Case Presentation: 44 year-old male with ESRD on HD complicated by tertiary hyperparathyroidism, possible calciphylaxis on treatment with sodium thiosulfate, possible adrenal insufficiency on steroids, antithrombin III deficiency with prior pulmonary and splenic infarcts on Coumadin who developed a diffuse cutaneous skin eruption during a recent admission after being on antibiotics for possible pneumonia. He was discharged to a SNF and presented two weeks later with hypotension and worsening rash. On exam, patient was found to have erythematous macules involving all four extremities including the palms, trunk and back which then became erupting vesicles that formed necrotic eschars over his extremities. A biopsy revealed small vessel leukocystoclastic vasculitis. Given the degree of his rash, he was transferred to our hospital for further management. On exam he was found to have retiform necrotic ulcerations with thick eschars on his extremities, as well as numerous purpuric macules coalescing into pat ches. Sheets of firm subcutaneous plaques were noted of the bilateral medial thighs and lower abdomen. APLS and cryoglobulins were negative. PTH and calcium were elevated. Xray imaging of his lower extremities showed ossification and foci with rim-like mineralization. Dermatology and Rheumatology were consulted and felt patient had leukocytoclasic vasculitis in the setting of calciphylaxis. Diagnosis of calciphylaxis was based on subcutaneous plaques consistent with calcium deposition and the xray imaging showing calcium deposition. They recommended tacrolimus cream for his vasculitis, as well as continued treatment with sodium thiosulfate for his calciphylaxis. Further, dermatology recommended to switch patient to apixaban.

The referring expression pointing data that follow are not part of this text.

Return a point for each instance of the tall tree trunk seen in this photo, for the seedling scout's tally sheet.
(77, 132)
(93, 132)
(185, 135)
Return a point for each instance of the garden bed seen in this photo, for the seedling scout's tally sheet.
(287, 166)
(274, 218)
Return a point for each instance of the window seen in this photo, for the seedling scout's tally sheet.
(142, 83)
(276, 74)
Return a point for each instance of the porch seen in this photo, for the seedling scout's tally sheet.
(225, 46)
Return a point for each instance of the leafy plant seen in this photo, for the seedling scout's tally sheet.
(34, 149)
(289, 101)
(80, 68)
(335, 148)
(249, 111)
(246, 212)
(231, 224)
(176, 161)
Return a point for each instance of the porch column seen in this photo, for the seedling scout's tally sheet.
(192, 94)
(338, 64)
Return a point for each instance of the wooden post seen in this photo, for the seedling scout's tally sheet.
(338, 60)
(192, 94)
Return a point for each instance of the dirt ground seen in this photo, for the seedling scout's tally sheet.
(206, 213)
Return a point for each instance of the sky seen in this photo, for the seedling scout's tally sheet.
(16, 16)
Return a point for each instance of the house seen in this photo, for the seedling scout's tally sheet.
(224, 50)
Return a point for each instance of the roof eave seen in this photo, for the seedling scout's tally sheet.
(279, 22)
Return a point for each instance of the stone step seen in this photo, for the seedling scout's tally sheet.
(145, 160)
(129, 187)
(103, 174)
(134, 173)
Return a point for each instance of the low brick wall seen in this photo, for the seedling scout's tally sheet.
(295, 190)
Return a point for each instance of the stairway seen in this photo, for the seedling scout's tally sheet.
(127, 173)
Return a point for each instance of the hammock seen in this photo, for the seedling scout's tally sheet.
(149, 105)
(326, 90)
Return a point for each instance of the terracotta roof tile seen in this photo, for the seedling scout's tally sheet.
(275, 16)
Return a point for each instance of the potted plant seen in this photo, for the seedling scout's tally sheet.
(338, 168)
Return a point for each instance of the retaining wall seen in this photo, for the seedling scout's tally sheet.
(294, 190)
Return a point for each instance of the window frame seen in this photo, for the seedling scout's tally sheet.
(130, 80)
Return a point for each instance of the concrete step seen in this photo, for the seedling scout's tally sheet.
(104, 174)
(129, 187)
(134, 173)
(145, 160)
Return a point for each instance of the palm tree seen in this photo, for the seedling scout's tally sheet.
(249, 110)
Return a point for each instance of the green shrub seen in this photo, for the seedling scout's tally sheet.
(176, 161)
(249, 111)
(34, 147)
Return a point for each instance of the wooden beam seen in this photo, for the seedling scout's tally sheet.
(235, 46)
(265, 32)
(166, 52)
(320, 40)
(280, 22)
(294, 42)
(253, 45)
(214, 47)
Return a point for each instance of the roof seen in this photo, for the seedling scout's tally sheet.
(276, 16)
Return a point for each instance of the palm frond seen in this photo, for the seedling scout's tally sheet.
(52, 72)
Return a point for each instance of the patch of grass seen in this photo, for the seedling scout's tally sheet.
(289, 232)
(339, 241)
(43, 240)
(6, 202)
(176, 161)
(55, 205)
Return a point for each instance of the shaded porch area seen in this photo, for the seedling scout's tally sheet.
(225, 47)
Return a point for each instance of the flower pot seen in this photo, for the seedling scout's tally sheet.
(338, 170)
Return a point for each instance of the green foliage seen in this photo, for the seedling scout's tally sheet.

Discussion: This case is relevant to internal medicine physicians as it demonstrates the importance of diagnosing calciphylaxis, and identifying risk factors that may contribute to this disease process. Calciphylaxis is characterized by calcification and occlusion of the microvasculature in the subcutaneous adipose and dermal tissue, and is most commonly seen in patients with ESRD. Classic presentation is of intensely painful skin lesions which appear as plaques, nodules, livedo or purpura which rapidly progress to necrotic ulcers with eschars, similar to our patient’s presentation. There are a many risk factors associated with calciphylaxis including obesity, DM, hypercalcemia, hyperparathyroidism, hypercoagulable states, autoimmune disorders, and medications including corticosteroids, coumadin, and heparin. A diagnosis can be presumed in a patient with ESRD who presents with necrotic ulcers and palpable subcutaneous plaques. Treatment focuses on eliminating risk factors, as in our patient. His Coumadin and steroids were stopped, and his tertiary hyperparathyroidism was treated with cinacalcet and sodium thiosulfate. Despite addressing modifiable risk factors and treating with sodium thiosulfate, calciphylaxis ultimately carries a poor prognosis.
Conclusions: Calciphylaxis is a feared complication of ESRD that is associated with extremely poor outcomes. It is a rare and challenging diagnosis to make but if suspected efforts should be made to avoid worsening the condition.